Wednesday, August 26, 2009

Verse 41: No Corners

Verse Forty-One
When the wisest student hears about the Tao,
He follows it without ceasing

When the average student hears about it
He follows too, but not all the time . . .

And when the poor student gets wind of it
he laughs at it like an idiot!
And if he didn't, then it wouldn't be the Tao!

That is why the ancient ones said:

The path that is bright seems dull,
And the one who is going towards the Tao
Seems, in fact, to be going backwards -
And those who think that the Way is easy
Will find it extremely hard.

The greatest virtue is to be empty like a valley.
Those who think they are perfect never are -
those who feel that they are feel inadequate to the task,
and morals seem to be no more than a contrivance.

A great square has no corners:
A great work is never done with;
A great shout comes from a whisper,
And the greatest of forms
is beyond shape.

Tao without substance -
Invisible -
Ever-creating

Forever creating.
~ Man-Ho Kwok, Martin Palmer & Jay Ramsey translation ~
Again and again, the TTC returns to this idea of circles and cyclical patterns. We've visited these concepts before and we will find them again later.

So many human-developed things have precise points of start and end -- but so many of us refuse to understand that these definitive points are artificial contrivances (i.e., a human convenience). In nature, they simply don't exist.

I live in a small town next to the Willapa River (here's a link to a map of the area on Google). I can see it from both my front and back yards. A few miles west of here the river flows into a bay and, a few miles further west, the bay empties into the Pacific Ocean.

If you look at a map, there is a specific point in which the stream becomes a river and then becomes a bay and then becomes the ocean. However, if you were to walk the shoreline from the stream's source to the ocean, I bet you wouldn't be able to discern ANY precise points at all.

For instance, at what juncture does the river transform into a bay? The river channel gradually widens. Salt water mixes with fresh water. There's an overlap of the various ecosystems. There is no one singular place where one transforms into the other.

In essence, we have a genuine physical embodiment of the yin yang symbol. The river and bay each contain elements of the other and, with the tides, each flows into the other. And the same thing is true of the bay and the ocean itself. There is no one segment of the water that you or I can point to and say, "This is bay water and this is ocean water."

But oh, how we humans try to demarcate things that can't be demarcated!

Another grand example is the line between day and night. It's beginning the slow process here in South Bend right now of moving from daylight to dusk. However, if I go sit on my front porch for the next hour or so, there will not be a precise second when I exclaim, "Daytime just finished; it is now night." The process is too gradual to discern one from the other until we've gone long past the point of transition.

Of course, much of western society would scoff at this discussion. Such folks are the poor students that Lao Tzu refers to in this verse. They will continue to lead lives that run counter to the natural rhythms and will spend inordinate amounts of time drawing lines in the sand. And they will never understand why their lives are consumed by stress and a feeling of alienation -- alienated both from the world and themselves.

But even for those of us who better understand the natural rhythms and the interconnected web of life, it's still a struggle. It's not the easiest thing to wrap our minds around. We've been socialized within a different methodology and it's hard to unlearn all that we've been taught.
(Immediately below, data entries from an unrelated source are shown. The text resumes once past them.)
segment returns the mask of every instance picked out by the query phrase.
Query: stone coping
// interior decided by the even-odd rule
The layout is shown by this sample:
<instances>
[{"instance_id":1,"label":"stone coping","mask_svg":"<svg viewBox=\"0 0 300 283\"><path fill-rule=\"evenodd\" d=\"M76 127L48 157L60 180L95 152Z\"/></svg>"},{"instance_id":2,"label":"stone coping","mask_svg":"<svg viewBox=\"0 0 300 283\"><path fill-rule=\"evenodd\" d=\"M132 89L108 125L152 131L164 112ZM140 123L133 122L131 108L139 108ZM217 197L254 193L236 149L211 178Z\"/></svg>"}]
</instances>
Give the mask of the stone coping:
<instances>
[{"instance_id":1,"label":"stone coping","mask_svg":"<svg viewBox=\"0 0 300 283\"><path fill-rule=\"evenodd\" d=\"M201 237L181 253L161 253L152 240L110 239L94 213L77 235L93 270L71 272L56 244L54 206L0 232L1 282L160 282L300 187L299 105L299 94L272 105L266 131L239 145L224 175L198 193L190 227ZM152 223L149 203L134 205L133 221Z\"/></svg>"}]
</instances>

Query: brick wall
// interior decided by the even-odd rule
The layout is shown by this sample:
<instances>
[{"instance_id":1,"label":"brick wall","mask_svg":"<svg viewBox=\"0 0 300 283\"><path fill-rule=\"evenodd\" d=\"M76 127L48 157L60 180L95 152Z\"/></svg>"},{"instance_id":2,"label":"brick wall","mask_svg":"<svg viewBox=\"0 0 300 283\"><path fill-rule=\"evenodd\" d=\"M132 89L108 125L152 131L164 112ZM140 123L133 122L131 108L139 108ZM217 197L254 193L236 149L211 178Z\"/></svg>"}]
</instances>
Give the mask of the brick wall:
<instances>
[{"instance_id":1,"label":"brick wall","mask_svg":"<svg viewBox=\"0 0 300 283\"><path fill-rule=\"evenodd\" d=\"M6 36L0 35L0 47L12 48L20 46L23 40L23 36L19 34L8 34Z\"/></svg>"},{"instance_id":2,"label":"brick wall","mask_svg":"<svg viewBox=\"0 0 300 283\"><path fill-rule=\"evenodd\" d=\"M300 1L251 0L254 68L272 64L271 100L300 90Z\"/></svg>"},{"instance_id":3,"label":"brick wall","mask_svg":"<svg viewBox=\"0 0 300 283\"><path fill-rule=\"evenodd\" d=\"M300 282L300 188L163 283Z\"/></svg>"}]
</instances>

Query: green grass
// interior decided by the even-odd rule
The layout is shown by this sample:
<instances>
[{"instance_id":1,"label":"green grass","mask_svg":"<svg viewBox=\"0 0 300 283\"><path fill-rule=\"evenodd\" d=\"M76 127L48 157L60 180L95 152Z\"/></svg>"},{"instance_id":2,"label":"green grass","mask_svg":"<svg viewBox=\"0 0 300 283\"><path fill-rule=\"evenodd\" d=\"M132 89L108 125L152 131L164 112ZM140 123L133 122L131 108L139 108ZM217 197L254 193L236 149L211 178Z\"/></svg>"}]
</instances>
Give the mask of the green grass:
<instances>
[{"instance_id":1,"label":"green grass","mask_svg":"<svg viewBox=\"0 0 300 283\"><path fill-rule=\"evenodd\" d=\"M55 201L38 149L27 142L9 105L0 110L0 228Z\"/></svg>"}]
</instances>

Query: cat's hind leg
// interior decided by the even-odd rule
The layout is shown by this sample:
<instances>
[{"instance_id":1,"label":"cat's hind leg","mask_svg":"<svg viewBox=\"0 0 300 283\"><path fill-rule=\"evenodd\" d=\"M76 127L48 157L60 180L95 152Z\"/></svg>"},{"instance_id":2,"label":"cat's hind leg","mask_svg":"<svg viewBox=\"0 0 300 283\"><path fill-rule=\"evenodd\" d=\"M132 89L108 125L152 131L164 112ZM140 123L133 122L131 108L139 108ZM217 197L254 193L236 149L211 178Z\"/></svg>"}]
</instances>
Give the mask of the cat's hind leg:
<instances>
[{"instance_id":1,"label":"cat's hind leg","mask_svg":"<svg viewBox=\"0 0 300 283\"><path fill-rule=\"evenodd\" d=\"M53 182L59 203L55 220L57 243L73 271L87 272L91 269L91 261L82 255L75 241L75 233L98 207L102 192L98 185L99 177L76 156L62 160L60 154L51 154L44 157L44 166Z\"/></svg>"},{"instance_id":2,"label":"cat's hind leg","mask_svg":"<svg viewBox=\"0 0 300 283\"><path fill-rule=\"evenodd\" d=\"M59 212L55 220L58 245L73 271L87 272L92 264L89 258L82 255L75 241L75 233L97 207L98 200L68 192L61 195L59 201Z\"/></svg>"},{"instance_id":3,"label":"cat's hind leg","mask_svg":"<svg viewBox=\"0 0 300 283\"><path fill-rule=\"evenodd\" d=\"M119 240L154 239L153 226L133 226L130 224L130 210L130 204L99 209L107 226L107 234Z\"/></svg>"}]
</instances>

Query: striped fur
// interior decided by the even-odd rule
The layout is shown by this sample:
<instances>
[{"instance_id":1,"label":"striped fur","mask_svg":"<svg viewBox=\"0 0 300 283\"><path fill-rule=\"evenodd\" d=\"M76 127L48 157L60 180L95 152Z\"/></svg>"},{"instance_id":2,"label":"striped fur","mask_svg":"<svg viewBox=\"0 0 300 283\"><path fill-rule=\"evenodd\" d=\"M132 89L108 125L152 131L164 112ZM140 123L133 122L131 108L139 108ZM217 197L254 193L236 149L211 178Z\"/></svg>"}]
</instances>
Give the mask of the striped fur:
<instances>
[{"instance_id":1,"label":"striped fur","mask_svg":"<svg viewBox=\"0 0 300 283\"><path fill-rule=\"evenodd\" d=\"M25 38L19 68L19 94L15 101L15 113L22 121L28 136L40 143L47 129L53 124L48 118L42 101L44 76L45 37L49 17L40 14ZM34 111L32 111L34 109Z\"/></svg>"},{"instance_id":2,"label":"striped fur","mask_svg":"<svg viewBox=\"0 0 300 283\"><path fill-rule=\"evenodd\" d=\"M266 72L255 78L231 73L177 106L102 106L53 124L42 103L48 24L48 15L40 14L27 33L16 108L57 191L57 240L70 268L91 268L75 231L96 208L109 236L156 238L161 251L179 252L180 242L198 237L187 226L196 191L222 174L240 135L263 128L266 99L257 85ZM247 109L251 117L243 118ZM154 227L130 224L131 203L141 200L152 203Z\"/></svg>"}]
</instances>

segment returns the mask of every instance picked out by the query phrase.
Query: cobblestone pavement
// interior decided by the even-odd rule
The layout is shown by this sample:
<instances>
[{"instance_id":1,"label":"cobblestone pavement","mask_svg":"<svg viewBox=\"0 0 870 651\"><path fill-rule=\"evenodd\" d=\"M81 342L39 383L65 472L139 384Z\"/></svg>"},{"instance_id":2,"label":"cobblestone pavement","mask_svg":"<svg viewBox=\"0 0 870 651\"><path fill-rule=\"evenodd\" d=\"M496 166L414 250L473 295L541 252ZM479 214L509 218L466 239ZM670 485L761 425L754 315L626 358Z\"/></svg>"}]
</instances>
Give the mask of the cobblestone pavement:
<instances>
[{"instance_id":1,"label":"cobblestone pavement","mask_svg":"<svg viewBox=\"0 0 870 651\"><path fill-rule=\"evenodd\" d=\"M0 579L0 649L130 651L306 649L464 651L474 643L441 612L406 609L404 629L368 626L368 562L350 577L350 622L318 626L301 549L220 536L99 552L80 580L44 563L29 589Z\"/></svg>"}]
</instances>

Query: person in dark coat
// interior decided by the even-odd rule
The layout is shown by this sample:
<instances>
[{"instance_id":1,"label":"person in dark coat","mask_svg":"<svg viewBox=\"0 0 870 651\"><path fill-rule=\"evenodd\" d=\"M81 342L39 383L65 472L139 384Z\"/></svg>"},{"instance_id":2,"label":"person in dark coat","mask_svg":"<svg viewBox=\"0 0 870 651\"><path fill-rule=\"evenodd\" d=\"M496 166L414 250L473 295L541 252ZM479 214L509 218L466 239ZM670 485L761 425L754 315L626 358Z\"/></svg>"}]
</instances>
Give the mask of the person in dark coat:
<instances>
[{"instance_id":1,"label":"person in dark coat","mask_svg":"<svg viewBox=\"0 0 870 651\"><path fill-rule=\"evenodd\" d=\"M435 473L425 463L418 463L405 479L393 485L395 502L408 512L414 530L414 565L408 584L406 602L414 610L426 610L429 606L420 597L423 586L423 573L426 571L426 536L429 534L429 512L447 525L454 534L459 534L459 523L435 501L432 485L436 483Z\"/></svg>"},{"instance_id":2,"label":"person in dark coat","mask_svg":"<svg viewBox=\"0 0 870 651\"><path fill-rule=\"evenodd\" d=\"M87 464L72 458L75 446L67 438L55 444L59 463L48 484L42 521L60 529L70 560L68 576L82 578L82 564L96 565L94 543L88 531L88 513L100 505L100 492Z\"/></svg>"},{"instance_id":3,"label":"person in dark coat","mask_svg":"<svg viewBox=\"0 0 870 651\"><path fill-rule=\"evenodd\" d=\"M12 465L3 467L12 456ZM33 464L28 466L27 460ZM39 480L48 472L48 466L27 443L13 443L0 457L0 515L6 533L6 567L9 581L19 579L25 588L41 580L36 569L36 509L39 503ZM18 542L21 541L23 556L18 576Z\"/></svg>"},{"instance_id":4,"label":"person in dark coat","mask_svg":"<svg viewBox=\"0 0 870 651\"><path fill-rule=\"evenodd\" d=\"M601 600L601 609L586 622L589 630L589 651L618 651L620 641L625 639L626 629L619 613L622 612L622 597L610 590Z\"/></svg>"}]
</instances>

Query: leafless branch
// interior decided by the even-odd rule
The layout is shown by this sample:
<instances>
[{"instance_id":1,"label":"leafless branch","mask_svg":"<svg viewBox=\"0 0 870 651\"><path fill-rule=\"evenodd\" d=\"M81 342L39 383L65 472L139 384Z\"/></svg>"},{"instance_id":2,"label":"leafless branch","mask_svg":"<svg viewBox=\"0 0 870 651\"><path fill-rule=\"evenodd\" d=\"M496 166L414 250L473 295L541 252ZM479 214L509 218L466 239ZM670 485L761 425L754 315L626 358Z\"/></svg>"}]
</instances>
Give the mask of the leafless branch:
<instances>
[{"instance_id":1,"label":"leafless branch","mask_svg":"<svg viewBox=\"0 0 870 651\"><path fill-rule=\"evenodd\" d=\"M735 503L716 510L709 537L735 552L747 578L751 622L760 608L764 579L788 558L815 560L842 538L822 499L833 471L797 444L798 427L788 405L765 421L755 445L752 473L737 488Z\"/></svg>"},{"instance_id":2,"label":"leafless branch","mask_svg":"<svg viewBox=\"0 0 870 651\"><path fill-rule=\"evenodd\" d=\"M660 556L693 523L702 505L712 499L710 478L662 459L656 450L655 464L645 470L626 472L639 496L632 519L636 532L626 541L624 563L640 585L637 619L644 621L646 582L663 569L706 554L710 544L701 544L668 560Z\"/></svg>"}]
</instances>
Too often, our [learned] automatic thoughts kick in before we realize it and we must knowingly turn around to look at things a different way.

The Way is not easy and yet, it's easy as pie.

This post is part of a series. For an introduction, go here.

2 comments:

  1. hello Rambling Taoist,

    You stopped by my blog regarding a post I did which included a reference to Lao Tzu.

    Clearly, we are on different sides of the fence in regards to spiritual pursuits, but I wanted to stop by and check out your blog.

    thanks for commenting on mine. I was surprised to see a comment since I've done absolutely nothing to generate traffic for that blog. It's more of a personal dumping ground for some of my own "rambling" thoughts.

    Anyway, thanks for stopping by.

    ReplyDelete
  2. Well, thank you for stopping by here!